Pentucket Regional Elementary Students Showcase Their Inventions at National Convention

Madelyn Grimes, a sixth grade student at Helen R. Donaghue School in Merrimac, will be showcasing her invention, the Glow Feeder, during the remotely held Annual Invention Convention U.S. Nationals this June. She presented her project at an in-person fair earlier this school year. (Photograph courtesy Pentucket Regional School District.)

Five elementary school students in the Pentucket Regional School District will represent the Northern New England region in the remotely held Henry Ford Annual Invention Convention U.S. Nationals next month.

Superintendent Justin Bartholomew said sixth grade students at the Helen R. Donaghue School in Merrimac and Dr. John C. Page Elementary School in West Newbury participated in the Young Inventors’ Program this school year as part of the district’s STEM curriculum.

Students taking part in the national competition were sixth grader Jackson Miller, sixth grader Owen McDonald, fourth grader Camden Miller and fifth grader Charlie Botto, all students at the Page School, and Madelyn Grimes, a sixth grade student at the Donaghue School in Merrimac.

Grimes received the Animal Welfare award for her invention, a “Glow Feeder.” She developed a pet-feeding center with bowls that light up when pets finish eating, which allows everyone in a household to know the pets have been fed.

McDonald and Jackson Miller received both the Entrepreneurship and the Health and Wellness Awards for their Thermosleeve, a heated physical therapy sleeve that promotes blood flow and helps reduce pain.
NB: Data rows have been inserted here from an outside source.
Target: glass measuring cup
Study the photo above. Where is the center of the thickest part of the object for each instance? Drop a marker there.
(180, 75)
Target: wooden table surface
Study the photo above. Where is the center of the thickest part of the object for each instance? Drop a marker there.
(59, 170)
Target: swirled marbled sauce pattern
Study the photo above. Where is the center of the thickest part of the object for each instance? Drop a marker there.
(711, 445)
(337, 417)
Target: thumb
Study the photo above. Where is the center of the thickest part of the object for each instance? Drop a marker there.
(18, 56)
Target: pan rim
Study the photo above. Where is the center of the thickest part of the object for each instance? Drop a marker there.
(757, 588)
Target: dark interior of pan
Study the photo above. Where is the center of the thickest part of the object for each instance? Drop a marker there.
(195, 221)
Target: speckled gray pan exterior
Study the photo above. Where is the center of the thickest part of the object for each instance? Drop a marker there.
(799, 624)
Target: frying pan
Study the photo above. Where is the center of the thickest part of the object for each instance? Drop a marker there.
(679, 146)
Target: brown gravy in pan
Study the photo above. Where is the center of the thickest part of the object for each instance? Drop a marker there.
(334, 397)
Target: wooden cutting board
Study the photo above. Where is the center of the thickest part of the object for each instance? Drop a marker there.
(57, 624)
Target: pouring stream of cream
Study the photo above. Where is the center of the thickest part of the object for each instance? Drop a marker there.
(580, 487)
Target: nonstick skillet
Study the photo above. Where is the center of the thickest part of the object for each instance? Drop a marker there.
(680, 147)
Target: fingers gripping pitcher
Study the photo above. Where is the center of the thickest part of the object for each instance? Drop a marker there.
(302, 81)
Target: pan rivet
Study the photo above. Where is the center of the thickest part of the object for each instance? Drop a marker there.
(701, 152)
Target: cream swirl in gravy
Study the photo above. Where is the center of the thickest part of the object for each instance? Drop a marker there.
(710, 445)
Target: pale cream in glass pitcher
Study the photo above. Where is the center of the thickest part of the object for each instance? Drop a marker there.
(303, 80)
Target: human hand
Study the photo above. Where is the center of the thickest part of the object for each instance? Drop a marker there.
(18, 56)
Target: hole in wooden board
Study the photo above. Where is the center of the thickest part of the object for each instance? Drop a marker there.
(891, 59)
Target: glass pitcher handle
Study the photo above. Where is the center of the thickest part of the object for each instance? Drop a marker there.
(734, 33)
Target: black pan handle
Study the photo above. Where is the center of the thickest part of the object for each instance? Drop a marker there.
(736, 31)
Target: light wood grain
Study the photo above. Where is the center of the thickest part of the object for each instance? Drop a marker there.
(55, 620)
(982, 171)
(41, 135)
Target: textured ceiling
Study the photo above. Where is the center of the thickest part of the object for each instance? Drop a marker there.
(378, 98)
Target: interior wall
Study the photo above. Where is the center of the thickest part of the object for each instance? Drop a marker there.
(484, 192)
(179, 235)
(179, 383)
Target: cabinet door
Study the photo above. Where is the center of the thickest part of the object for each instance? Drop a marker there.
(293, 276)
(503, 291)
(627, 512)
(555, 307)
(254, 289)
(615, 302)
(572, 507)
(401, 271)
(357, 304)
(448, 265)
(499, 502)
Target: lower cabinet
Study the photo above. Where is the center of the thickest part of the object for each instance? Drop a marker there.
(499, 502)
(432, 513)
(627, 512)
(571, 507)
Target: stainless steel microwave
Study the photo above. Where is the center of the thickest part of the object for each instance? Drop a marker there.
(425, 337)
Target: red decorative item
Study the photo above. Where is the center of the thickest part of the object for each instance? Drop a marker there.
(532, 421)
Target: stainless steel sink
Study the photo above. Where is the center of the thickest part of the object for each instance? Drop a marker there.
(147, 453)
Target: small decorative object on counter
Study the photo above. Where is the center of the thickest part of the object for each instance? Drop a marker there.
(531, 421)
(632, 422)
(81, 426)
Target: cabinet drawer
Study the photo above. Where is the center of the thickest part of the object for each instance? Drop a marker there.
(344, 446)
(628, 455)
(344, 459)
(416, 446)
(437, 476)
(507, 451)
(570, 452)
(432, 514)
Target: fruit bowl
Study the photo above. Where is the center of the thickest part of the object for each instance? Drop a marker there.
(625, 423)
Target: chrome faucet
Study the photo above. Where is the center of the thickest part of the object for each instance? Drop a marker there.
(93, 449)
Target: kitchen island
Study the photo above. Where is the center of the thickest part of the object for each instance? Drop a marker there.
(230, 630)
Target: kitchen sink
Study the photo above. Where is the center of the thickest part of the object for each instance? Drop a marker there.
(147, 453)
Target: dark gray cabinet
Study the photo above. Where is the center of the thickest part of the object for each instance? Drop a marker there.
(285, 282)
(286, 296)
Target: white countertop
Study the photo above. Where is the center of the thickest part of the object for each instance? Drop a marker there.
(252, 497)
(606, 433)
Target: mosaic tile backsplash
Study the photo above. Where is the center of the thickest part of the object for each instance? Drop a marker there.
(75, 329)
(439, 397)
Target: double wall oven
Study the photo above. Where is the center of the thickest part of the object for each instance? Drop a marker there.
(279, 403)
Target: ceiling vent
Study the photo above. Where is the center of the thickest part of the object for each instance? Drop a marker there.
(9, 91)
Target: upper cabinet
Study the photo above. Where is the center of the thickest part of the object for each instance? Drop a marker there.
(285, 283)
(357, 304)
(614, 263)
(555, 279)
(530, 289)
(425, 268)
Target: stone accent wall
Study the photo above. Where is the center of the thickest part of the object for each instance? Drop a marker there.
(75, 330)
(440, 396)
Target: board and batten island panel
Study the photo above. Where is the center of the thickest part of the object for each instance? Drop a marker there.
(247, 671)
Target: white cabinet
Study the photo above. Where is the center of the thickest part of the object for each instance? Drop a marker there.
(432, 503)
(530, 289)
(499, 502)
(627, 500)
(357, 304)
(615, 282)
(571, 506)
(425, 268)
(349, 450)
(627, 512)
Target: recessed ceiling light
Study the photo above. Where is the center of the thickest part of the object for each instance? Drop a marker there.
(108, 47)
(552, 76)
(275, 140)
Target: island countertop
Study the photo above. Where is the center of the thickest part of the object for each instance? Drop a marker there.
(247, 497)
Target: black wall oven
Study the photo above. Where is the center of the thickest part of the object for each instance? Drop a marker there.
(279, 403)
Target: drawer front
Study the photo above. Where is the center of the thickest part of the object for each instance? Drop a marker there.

The initiative was led by Susan Simmons, a science, technology, engineering, arts and mathematics—STEAM, for short—teacher at the Page, Donaghue and Dr. Frederick N. Sweetsir Elementary Schools and Hilary Seager, a sixth-grade teacher at the Page Elementary School. Seager also offered an after-school inventors program this school year at the Page Elementary School for students in grade three through five.

“As a district we recognize the importance of the STEAM philosophy and embrace opportunities where students can connect their learning in the areas of science, technology, engineering, and math with arts practices, elements, and design principles,” Seager said. “The STEAM curriculum challenges students to identify and solve real world problems through the engineering and design process.”

Simmons said the students “worked hard and persevered through many iterations of their invention designs to come up with successful and marketable products that solve real world problems.”

The students will give presentations on their inventions during the national competition, which takes place online from June 3-17.